Samantha started crying quietly.

"Hey," I said, rubbing her arm. "What's all this?"

"Why is this happening?  Why did all this happen to me?"

"Oh sweetheart," I said. "I don't know. I've always believed that God doesn't give us more than we can handle. So I think God has some big plans for you."

Samantha looked at me and looked away, ashamed.

"What's that look for?"

"Dad?" She said in a small voice. "Can you promise not to get mad at me?"

"Sure baby. Nothing you could do or say could make me mad."

"I- I don't believe in god," she said.

"That's okay, my girl.  I do. And I would never force you to believe in something you don't," I said.

"You're really not mad?"

"Of course not. Why would I be?"

"I dunno. I guess because you do, and I still go to church with you and Mom. But I don't believe the stories."

"That's okay. Do believe in being a good person?" I asked.

"Yeah."

"Do you believe in helping people when you can?"

"Obviously," Sam smiled.

"Do you think murder is a good idea?"

"Dad!" She laughed. I smiled.

"Um... do you think..." I thought.  "Do you think that hurting people on purpose is a good idea?"

"No."

"Okay. So, you don't believe in God, but you believe all the things that make you a good person. And that's all we ask, Mom and I. That you're a good person with a good heart who tried to help people as much as possible. And you do that. So if you don't believe the stories in the bible, that's okay. You've been respectful coming to church with us. But if it makes you uncomfortable, you don't have to come."

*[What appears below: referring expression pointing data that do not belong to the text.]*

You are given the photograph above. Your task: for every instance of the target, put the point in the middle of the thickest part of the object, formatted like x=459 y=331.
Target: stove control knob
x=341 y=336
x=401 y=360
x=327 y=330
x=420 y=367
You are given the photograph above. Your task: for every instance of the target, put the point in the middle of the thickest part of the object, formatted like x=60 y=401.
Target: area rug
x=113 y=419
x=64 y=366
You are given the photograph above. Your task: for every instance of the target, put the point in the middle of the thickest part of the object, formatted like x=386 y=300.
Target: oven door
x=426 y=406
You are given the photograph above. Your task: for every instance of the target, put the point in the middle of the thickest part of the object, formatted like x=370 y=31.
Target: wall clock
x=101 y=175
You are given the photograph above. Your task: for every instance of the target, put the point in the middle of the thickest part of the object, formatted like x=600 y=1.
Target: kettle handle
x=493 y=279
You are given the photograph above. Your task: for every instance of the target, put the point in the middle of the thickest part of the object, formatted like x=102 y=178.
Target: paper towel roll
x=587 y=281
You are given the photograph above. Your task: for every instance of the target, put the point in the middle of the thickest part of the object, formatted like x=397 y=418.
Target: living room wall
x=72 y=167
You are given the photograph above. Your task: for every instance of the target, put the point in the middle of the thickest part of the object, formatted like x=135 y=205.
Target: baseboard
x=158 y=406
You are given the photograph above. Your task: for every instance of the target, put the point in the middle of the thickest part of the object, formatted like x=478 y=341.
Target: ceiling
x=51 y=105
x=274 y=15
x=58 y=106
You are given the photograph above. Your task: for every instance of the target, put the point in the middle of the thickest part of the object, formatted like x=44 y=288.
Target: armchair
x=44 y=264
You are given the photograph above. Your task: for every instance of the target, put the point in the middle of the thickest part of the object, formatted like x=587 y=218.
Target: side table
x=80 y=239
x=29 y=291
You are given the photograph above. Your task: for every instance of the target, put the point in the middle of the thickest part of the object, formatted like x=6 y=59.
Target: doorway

"I like helping out in the daycare with the little kids on Sundays though." Sam said.

"See?  You're a good person. And I know people at church love having your help."

Sam smiled. I think it had been weighing on her a little that she didn't share our religious beliefs. But that was okay with us.  She had a good heart and is a good person. That's what was important to Jenna and I when raising our kids.